Jonathan Cohen en répétition avec les Violons du Roy et la Chapelle de Québec pour le concert La Création de Haydn.

Violons du Roy: en coulisses de «La Création»

Emmitouflés jusqu’aux yeux, instrument sur le dos ou partitions sous le bras, les musiciens des Violons du Roy, de nombreux surnuméraires et les chanteurs de La Chapelle entrent en grappes dans le pavillon Casault de l’Université Laval. C’est jour de répétition, à la veille de leur première présentation de l’oratorio «La Création» de Haydn.

La scène de la salle Henri-Gagnon est remplie au maximum de sa capacité. Trompettes, flûtes et percussions viennent appuyer la section des cordes, elle-même plus populeuse qu’à l’habitude. La moitié des musiciens sont en bas de laine et en jeans. Le ton des conversations est joyeux, les rires fusent, mais sitôt que 10h sonne, tous sont à leur place, prêts à se mettre au travail.

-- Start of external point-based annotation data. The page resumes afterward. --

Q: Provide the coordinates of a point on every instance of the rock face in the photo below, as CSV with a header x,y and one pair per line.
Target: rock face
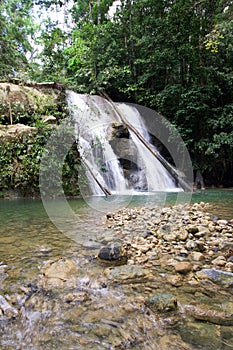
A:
x,y
59,273
162,302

Les Violons du Roy et La Chapelle en répétition pour le concert La Création de Haydn

Le baryton-basse Robert Huard affiche un large sourire. «J’ai déjà hâte qu’on fasse un jour Les saisons, l’autre oratorio de Haydn», lance-t-il d’emblée. La première expérience de la Chapelle avec Jonathan Cohen se déroule bien. Un peu plus «smooth» que leur fondateur Bernard Ladabie, le chef britannique «a quand même ses exigences, il insiste beaucoup sur les crescendos et le phrasé», note le chanteur. Tout en jonglant avec les nombreux contrastes de la partition de Haydn, les choristes s’appliquent à articuler chaque mot allemand comme s’ils allaient chanter à Berlin, devant un public sans livret. «Avec tout le monde qu’il y a sur scène, ça va sonner!», promet-il.

Jonathan Cohen a tout juste le temps de répondre à trois questions avant de grimper sur le podium. Déjà, au lancement de programmation l’an dernier, ses yeux pétillaient à l’idée de diriger La Création de Haydn. La réalité semble à la hauteur de ses attentes. «C’est un des plus grands oratorios de tous les temps», affirme-t-il en tapotant une immense brique où luit le nom d’Haydn.

Jonathan Cohen

À une certaine époque, le chef a fondé et a fait partie du London String Quartet, entièrement dévoué à la musique du compositeur autrichien, à qui l’on doit la symphonie et le quatuor à cordes. «C’est un compositeur très intelligent, très spirituel aussi, souligne Cohen. Sa passion pour la nature rend ses pièces très fortes, très vives. C’est un véritable inventeur.»

Lorsqu’on lui demande quelle teinte il veut donner à La Création, le directeur musical se contente de dire qu’il souhaite seulement révéler ce qui est écrit, pour que la musique vive. «La Création demande de l’imagination. Les couleurs doivent être livrées avec beaucoup de style et de raffinement, alors on travaille dans les détails.» Du Big Bang à la création d’une fleur, du passage des baleines aux rochers qui s’élèvent pour parler aux nuages, les contrastes ne manquent pas dans l’oratorio inspiré de La Genèse.

Le directeur musicale Jonathan Cohen et la soprano Anna Lucia Richter

Jonathan Cohen voulait d’abord diriger à partir du clavecin, mais il a changé d’avis — «Trop de gens à guider». En répétition, c’est crayon jaune à la main qu’il bat la mesure et dessine des crescendos dans l’air. Annonçant les mesures qu’il veut revoir, il les sculpte et les reprend jusqu’à ce qu’elles aient la forme voulue. «Wouhou!», ne peuvent s’empêcher de lancer les musiciens, à la fin d’un passage particulièrement enlevant.

Les concerts du 27 et 28 février au Palais Montcalm et du 3 mars à la Maison Symphonique de Montréal s’annoncent grandioses.